I live in a small house. It’s about 1100 square feet, about half of that taken up by bedrooms. So, when I decide to host a party for the 24 relatives who live within five minutes of my house, it takes some consideration. Here are things I’ve learned:

  1. When your combined kitchen/dining room is one of the two rooms available to guests, plan a menu that allows you to put the food out and stack the dirty dishes for later. No matter what your mother says, you do not need to serve a menu that includes multiple roasts and vegetable sides.
  2. Borrow extra chairs and card tables if possible. Serve foods that can be eaten while seated but not at a table.
  3. Place food and drink buffets so that traffic does not crash in on itself. There should be a way of getting from the end of the line to one’s seat that doesn’t involve the food line backing up to let you through.
  4. Skip the music, there is too much noise anyway. For warm weather parties, you can experiment with it, but when everyone is trapped inside, it doesn’t really work.
  5. If you’re using plastic cups, put out one that says “Your Name” on it, and stick some permanent markers inside. Everybody will get the idea and you won’t go through nearly as much soda.
  6. Invite specific people to park in your tiny driveway. Nobody wants to be the one to do it, but somebody should and they will if specifically invited.
  7. Decide in advance where coats will go and post a little note in the entrance way to that effect.
  8. If you have a sun porch with glass windows (as we do), and it is possible, try to heat it for the event.
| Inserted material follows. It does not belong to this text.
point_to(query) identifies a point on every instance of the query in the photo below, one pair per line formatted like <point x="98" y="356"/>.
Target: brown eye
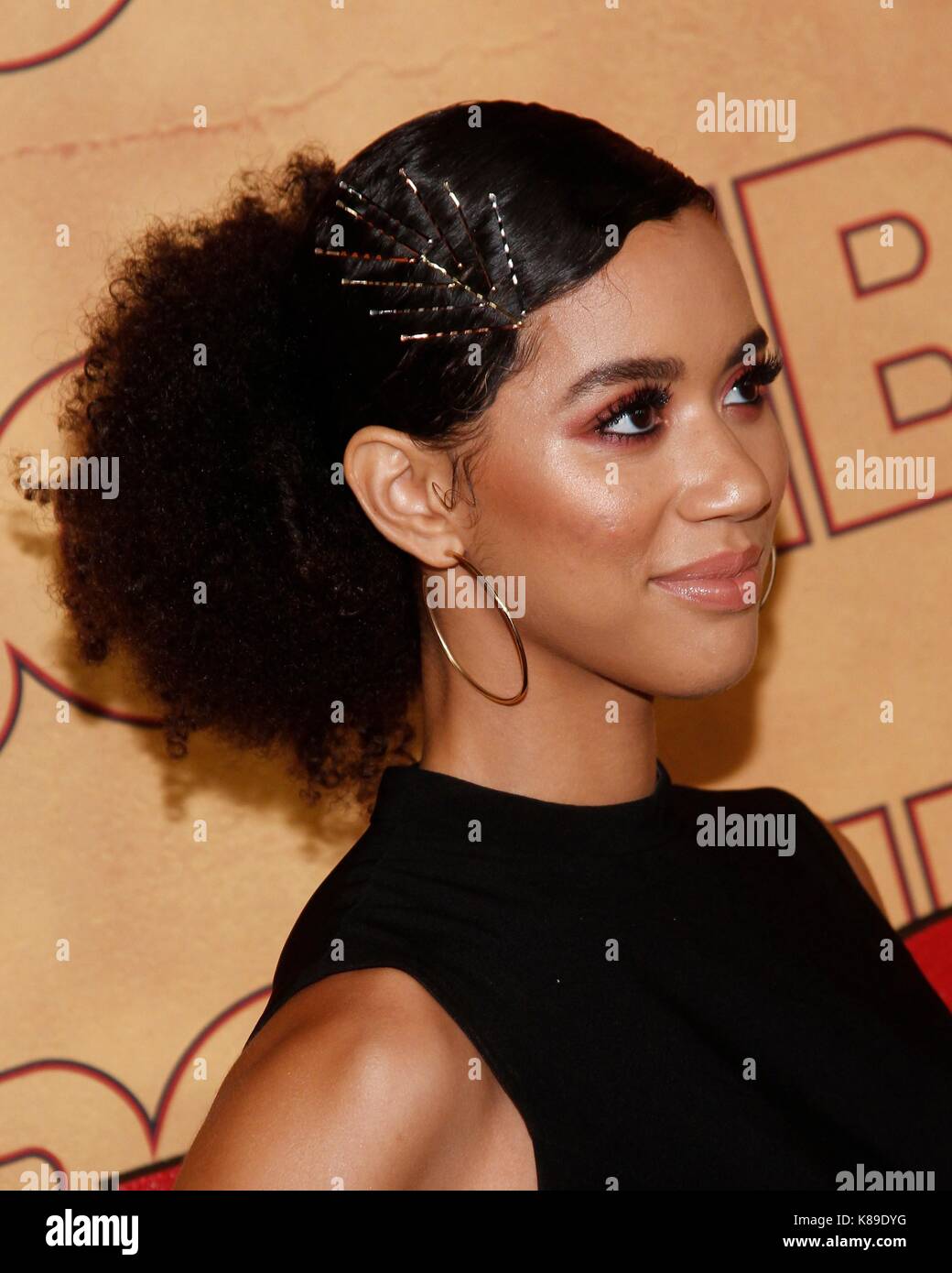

This was our first time hosting anything since we finished construction, and the extra space made a huge difference. I can’t wait to host Wolfie’s birthday party this summer.
  9. When you have enough vegetarians and health nuts in a family, you can never have enough salad. Have refills ready in the fridge.
  10. I personally think the best dessert is gourmet ice cream. For Zoe’s baptism on Sunday, I served icream and a very simple banana cake from The Barefoot Contessa “How Easy Is That?” book. The ice cream was from the local parlor that only serves organic stuff with 14% butterfat. The good thing about eating anything this delicious is that it makes dieting easier. All the store-bought ice cream tastes unworthy and nobody can afford to eat this stuff everyday. (I mean financially…it’s $28/gallon. Obviously if you could afford to eat the love child of whipping cream and butter every day you wouldn’t be dieting.)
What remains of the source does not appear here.